Boston Consulting Group covers a lot of ground as an organization of business strategists with expertise in 17 different “practice areas.” BCG is also a reminder that content marketing was around long before the Internet, publishing long-form articles to educate its clients within those areas of expertise. With the recent launch of BCG Perspectives, the company began publishing short-form content online.
As head of global marketing in BCG’s marketing and sales practice area, Carrie Perzanowski is just one of the many people in charge of developing and publishing content on BCG Perspectives. We spoke with her recently about the firm’s explorations with new content types, what makes content “successful,” and how print products fit into today’s content marketing world.
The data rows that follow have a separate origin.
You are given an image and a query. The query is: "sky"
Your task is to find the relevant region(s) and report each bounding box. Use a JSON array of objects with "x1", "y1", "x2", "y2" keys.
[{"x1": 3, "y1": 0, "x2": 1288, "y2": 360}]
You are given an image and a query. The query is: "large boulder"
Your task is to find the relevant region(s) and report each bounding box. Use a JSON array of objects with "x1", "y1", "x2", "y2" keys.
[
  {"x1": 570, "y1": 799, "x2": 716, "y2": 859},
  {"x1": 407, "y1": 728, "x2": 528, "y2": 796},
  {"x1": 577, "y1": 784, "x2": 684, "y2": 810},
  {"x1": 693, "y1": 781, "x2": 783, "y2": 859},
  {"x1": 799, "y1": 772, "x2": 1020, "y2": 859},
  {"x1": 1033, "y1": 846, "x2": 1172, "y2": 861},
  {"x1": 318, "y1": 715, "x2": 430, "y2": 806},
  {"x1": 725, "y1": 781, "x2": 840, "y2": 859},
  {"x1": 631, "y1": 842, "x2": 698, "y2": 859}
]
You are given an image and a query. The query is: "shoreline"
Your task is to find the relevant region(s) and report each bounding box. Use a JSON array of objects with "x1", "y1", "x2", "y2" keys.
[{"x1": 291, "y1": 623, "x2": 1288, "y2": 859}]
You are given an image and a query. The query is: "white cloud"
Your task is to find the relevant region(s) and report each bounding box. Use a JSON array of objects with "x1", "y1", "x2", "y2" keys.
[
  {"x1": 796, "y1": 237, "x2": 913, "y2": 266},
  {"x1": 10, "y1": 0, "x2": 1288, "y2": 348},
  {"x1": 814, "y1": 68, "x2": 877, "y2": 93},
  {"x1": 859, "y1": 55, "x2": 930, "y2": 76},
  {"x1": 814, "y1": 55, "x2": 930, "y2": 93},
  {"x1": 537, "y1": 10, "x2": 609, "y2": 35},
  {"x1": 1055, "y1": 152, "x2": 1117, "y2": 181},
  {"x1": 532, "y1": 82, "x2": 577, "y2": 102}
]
Although the Perspectives website is less than a year old, BCG has been in print publishing since the ’60s. Periodically, we would publish and send out “perspectives” as short articles to our senior clients. We would also publish one-off articles that were pushed to clients through local marketing organizations. By bringing Perspectives online, we shifted our aim to pull in our audience, rather than push our content out to them.
We are creating content across a variety of mediums—from quick video interviews, short-form articles, commentaries, podcasts, and interactive slideshows all the way up to the longer reports our company is known for.
In the past, we were much more the company behind the scenes. We were not deliberately marketing our company publicly. Perspectives changes that by putting us out there to a broader audience.
What does it mean to be successful when it comes to content? It all depends on the topic and how established we are with it. At the end of the day, are CEOs calling us? Is business coming in? Developing timely, short-form content may get more media buzz than the big reports, but the verdict is still out on the long-term impacts. We track specific bits of information between clients. What content has produced casework and results? In my department, there should be an uptick across everything and discussions leading to consulting work.
Our strategy is geared toward positioning our company as an expert in the fields our current and prospective clients are in. A lion’s share of what we produce is not meant for external consumption. We have a huge amount of content moving around on our internal knowledge platform. Most days, it is less about marketing and more about creating information for our internal library.
For some audiences, receiving a printed publication means they are more likely to acknowledge and read it. Sometimes, having physical copies of a published report on hand can be valuable in building credibility—at conferences, major presentations, initial client meetings, and so on.